En mi casa, y en la de la mis vecinos, las agendas telefónicas guardan muchos números que empiezan por 00, el prefijo internacional. Nuestra familia de aqui sabe que la ducha también se llama regadera y nuestra familia de allí que la manzana más rica es la reineta. No pasa nunca la fiesta del pueblo sin el recuerdo de los que están en otra frontera, no hay un luto o un nacimiento que no se sienta intensamente, por encima de mares o kilómetros. Es que somos tierra de emigrantes. En realidad, toda la tierra es de emigrantes. Desde los pueblos antiguos, se producían desplazamientos de poblaciones primero de sur a norte y después de este a oeste. Si buscamos una fecha para empezar a contar la historia, es la época de los Reyes Católicos la que nos abrió las puertas de otro continente que, hasta el siglo XVIII se nombró aqui como \"territorios de ultramar\". América acogió numerosos compatriotas cántabros y astures, especialmente durante finales del siglo XIX y hasta mediados del siglo XX. A partir de esa fecha, nuestra emigración se produjo sobre todo a otros países del entorno europeo.
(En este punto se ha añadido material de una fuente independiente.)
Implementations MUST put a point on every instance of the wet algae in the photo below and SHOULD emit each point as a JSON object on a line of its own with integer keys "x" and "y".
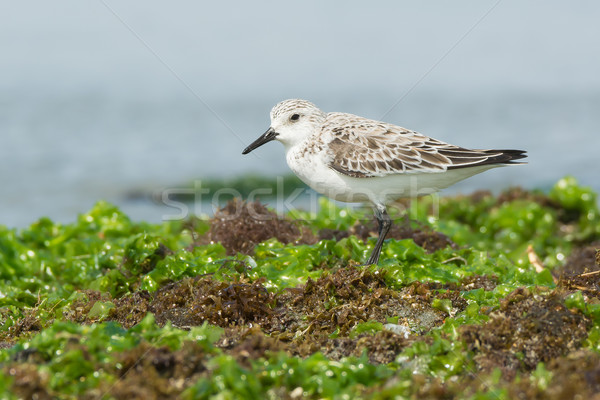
{"x": 279, "y": 306}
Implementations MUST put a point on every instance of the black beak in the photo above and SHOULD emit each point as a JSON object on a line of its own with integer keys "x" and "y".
{"x": 266, "y": 137}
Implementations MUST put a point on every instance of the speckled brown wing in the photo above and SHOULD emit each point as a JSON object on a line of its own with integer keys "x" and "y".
{"x": 362, "y": 148}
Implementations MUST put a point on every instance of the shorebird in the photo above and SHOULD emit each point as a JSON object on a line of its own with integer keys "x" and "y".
{"x": 355, "y": 159}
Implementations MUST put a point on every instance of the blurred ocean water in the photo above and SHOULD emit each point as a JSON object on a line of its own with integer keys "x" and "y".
{"x": 99, "y": 101}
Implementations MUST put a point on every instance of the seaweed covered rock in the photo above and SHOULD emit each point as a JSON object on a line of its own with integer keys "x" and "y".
{"x": 239, "y": 226}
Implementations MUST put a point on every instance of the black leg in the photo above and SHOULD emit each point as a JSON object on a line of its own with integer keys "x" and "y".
{"x": 385, "y": 224}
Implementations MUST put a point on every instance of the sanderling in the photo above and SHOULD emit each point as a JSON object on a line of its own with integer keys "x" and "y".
{"x": 355, "y": 159}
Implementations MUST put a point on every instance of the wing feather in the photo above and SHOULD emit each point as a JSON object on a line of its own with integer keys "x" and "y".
{"x": 362, "y": 148}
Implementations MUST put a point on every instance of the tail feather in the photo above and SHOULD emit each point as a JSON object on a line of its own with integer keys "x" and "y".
{"x": 486, "y": 157}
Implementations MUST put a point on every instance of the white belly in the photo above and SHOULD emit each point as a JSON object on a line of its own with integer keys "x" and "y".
{"x": 313, "y": 170}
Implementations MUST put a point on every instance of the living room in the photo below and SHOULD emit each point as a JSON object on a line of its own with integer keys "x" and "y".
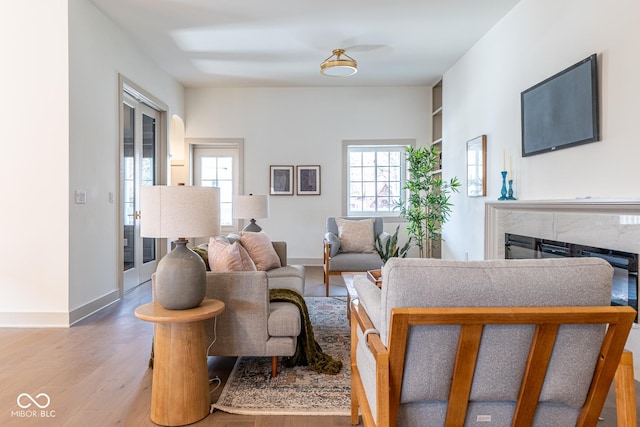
{"x": 67, "y": 56}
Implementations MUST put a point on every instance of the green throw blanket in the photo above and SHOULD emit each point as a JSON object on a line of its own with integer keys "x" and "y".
{"x": 308, "y": 351}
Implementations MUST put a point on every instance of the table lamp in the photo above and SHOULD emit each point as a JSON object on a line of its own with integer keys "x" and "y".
{"x": 180, "y": 211}
{"x": 251, "y": 207}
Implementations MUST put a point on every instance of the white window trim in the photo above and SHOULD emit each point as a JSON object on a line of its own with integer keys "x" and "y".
{"x": 235, "y": 143}
{"x": 393, "y": 216}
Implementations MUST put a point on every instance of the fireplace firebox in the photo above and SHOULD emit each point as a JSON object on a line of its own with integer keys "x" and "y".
{"x": 624, "y": 290}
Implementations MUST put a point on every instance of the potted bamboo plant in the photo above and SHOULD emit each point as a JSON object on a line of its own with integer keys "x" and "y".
{"x": 428, "y": 204}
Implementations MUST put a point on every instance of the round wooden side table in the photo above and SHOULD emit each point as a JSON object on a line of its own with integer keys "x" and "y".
{"x": 180, "y": 389}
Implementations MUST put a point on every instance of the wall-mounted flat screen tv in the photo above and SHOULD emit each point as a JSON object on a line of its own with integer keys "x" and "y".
{"x": 563, "y": 110}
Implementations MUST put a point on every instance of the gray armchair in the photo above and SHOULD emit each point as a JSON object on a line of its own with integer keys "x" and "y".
{"x": 501, "y": 342}
{"x": 337, "y": 261}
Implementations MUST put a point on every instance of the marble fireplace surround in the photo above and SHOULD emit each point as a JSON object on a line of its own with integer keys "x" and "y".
{"x": 605, "y": 223}
{"x": 613, "y": 224}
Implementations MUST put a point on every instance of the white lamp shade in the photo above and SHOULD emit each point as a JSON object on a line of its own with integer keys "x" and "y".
{"x": 251, "y": 207}
{"x": 180, "y": 211}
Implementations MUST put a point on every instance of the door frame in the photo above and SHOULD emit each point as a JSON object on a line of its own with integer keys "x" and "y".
{"x": 144, "y": 97}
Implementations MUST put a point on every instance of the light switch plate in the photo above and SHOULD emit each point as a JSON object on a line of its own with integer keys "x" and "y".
{"x": 81, "y": 197}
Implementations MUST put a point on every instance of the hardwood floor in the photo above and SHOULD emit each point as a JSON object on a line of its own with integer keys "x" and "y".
{"x": 96, "y": 373}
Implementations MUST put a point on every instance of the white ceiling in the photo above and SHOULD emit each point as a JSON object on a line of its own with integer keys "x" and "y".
{"x": 267, "y": 43}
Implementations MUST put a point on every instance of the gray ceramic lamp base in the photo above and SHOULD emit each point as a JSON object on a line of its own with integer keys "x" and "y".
{"x": 181, "y": 279}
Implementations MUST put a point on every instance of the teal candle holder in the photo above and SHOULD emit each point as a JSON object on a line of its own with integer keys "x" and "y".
{"x": 503, "y": 192}
{"x": 510, "y": 192}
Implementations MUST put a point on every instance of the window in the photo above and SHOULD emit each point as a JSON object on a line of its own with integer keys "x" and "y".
{"x": 218, "y": 164}
{"x": 375, "y": 177}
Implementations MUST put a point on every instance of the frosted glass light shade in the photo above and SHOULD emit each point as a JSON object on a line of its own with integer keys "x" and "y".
{"x": 180, "y": 211}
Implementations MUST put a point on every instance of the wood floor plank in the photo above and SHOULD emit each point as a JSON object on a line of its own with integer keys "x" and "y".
{"x": 96, "y": 374}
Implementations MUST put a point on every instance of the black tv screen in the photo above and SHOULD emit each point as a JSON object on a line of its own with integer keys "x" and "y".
{"x": 562, "y": 111}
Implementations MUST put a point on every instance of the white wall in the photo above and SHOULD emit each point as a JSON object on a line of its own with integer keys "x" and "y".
{"x": 99, "y": 52}
{"x": 34, "y": 117}
{"x": 482, "y": 96}
{"x": 305, "y": 126}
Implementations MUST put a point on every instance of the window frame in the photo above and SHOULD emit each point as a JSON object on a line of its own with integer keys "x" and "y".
{"x": 376, "y": 145}
{"x": 224, "y": 146}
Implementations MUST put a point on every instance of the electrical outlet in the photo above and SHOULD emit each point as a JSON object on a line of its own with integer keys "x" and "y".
{"x": 81, "y": 197}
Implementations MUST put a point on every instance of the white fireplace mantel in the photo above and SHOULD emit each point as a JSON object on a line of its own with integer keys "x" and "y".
{"x": 604, "y": 223}
{"x": 609, "y": 223}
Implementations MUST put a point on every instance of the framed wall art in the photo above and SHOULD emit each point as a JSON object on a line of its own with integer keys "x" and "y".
{"x": 281, "y": 180}
{"x": 477, "y": 166}
{"x": 308, "y": 179}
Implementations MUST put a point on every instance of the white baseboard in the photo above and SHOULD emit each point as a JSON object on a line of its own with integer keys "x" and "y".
{"x": 94, "y": 306}
{"x": 305, "y": 261}
{"x": 34, "y": 320}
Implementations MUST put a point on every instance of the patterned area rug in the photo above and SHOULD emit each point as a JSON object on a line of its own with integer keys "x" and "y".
{"x": 250, "y": 390}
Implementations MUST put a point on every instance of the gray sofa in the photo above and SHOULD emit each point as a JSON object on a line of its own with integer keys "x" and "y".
{"x": 250, "y": 324}
{"x": 336, "y": 261}
{"x": 423, "y": 382}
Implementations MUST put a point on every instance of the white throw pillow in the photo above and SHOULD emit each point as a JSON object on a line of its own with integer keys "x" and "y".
{"x": 356, "y": 235}
{"x": 260, "y": 250}
{"x": 228, "y": 257}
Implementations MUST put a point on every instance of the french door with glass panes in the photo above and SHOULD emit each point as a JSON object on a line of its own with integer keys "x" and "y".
{"x": 139, "y": 168}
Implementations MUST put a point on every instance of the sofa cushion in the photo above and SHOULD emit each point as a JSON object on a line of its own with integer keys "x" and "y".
{"x": 356, "y": 235}
{"x": 334, "y": 243}
{"x": 260, "y": 250}
{"x": 228, "y": 257}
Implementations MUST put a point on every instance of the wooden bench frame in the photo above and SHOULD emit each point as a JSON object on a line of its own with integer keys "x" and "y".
{"x": 547, "y": 320}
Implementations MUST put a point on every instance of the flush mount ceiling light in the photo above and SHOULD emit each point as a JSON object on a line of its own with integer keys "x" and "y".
{"x": 336, "y": 66}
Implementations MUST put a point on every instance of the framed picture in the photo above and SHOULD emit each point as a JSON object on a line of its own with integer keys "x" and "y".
{"x": 308, "y": 180}
{"x": 281, "y": 180}
{"x": 477, "y": 166}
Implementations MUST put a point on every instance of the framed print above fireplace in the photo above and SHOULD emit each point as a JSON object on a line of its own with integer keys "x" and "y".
{"x": 281, "y": 180}
{"x": 308, "y": 179}
{"x": 477, "y": 166}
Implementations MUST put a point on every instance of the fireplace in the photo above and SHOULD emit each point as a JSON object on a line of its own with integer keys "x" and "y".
{"x": 625, "y": 264}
No es inusual tropezar con algún comercio, almacén o cafetería en cualquier país que se nombren como algún pico, río o esquina de algún paisaje del terruño. En nombre de esos afectos,en nombre de nuestra historia, contamos algunos sucedidos de la emigración en otros países. Como decía el gran poeta León Felipe, \"Poetas, nunca cantemos/ la vida de un mismo pueblo /ni la flor de un solo huerto/ que sean todos los pueblos /y todos los huertos nuestros\".